BAML is pretty decent, they take risk and pay pretty decently for a desk afaik

 
mikek.

the job, in theory and high level, is similar to what you would do on a distressed seat - you look at bonds, loans, equities, racier new money trades, liquidations and what not - there's a different limit to esoteric stuff using a bank's balance sheet vs a fund as you can imagine. You're supposed to form a view on a business and come up with recommendations on wtv instruments are available. 

Its a pretty good seat to have out of school if you like investing, are a curious person and decent technically. you get good exposure to your next employers if you want to stay in this line of work - so, if you want to get on the phone with an analyst at a fund, dont look like a fool, market is pretty small.

so take the job, work your socks off, network like crazy, and make sure whenever you get on the phone with clients, you know your stuff.

big differences between fund vs desk are as follows:

i) the amount of capital a desk is allowed to deploy and how much exposure they can take (read reputational risk) is dictated from the top. you might be told beginning of the year 'we want to deploy x bn', to get all risk culled from under you by the time summer comes around. you get into a trade that goes sour with a client (PE shop...) from the bank, and you might just have to bend over. 

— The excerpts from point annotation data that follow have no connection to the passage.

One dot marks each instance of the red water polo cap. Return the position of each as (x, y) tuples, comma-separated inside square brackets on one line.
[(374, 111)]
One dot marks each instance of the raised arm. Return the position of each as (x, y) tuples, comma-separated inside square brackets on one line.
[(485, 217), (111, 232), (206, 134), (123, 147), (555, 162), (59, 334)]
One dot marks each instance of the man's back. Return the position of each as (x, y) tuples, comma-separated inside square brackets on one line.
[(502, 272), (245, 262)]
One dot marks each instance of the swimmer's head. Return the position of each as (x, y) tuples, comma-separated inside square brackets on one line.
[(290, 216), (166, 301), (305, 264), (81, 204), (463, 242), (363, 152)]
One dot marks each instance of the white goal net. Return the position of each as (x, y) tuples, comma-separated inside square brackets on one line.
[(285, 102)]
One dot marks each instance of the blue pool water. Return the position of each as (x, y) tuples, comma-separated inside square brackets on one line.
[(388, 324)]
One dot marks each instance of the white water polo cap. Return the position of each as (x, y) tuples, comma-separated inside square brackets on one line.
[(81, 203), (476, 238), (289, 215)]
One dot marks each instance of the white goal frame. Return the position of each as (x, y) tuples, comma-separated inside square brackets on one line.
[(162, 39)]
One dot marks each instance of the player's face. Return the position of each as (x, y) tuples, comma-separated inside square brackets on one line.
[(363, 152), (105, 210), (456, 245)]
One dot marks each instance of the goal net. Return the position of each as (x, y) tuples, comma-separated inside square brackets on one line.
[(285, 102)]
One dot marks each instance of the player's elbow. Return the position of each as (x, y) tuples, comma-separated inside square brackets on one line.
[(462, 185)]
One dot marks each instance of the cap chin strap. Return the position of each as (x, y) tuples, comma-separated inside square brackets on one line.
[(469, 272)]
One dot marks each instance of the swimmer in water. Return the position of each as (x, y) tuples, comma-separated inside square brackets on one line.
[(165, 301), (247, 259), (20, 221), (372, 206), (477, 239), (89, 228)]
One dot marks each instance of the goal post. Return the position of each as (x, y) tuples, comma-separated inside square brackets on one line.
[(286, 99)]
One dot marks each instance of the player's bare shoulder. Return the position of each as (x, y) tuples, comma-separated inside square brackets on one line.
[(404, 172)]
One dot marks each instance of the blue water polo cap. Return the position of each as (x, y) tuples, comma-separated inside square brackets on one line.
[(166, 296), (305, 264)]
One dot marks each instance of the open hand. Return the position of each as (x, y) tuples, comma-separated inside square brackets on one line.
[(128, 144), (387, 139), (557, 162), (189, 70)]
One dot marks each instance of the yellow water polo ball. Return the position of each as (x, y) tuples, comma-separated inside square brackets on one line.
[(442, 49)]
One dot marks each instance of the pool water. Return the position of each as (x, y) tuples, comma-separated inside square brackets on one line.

ii) very few desks will build sizeable positions (committee sized positions), some end up with them by mistake. Committees take a lot of time, and also bring a lot of headline risk on the press. 

iii) liquidity - banks are more sensitive to illiquid instruments, bc they might not be able trade them and they get hit with higher capital charges (especially with equities. whether bc its a longer hold reorg equity or some really esoteric financing

iv) some desks really do deep dives, they invest a lot of resources and dissect a company/trade inside-out. however, most dont. they do a couple of hours/days of work, which is enough for them to take a position, get on the phone with funds and make markets. their business is trading, so they gotta be careful with time spent on each name - I only speak with desk analysts when i want to get up to speed on a name quickly, other than that, 99% probs of being a waste of time (not saying they aint smart, but they just dont have the time and repeat what other buysiders told them)

hope it helps (and ignore the comments about reorg, that happens if you are lazy or by choice, so its in your hands)

Curious which desks you think dive deep / are better seats.    

 

Currently in direct lending with some workouts experience, and want to pursue more opportunistic investing. Would a desk analyst role be a move in the right direction to get to public oriented credit HF role? How does comp progression scale vs. VP level in privates investing?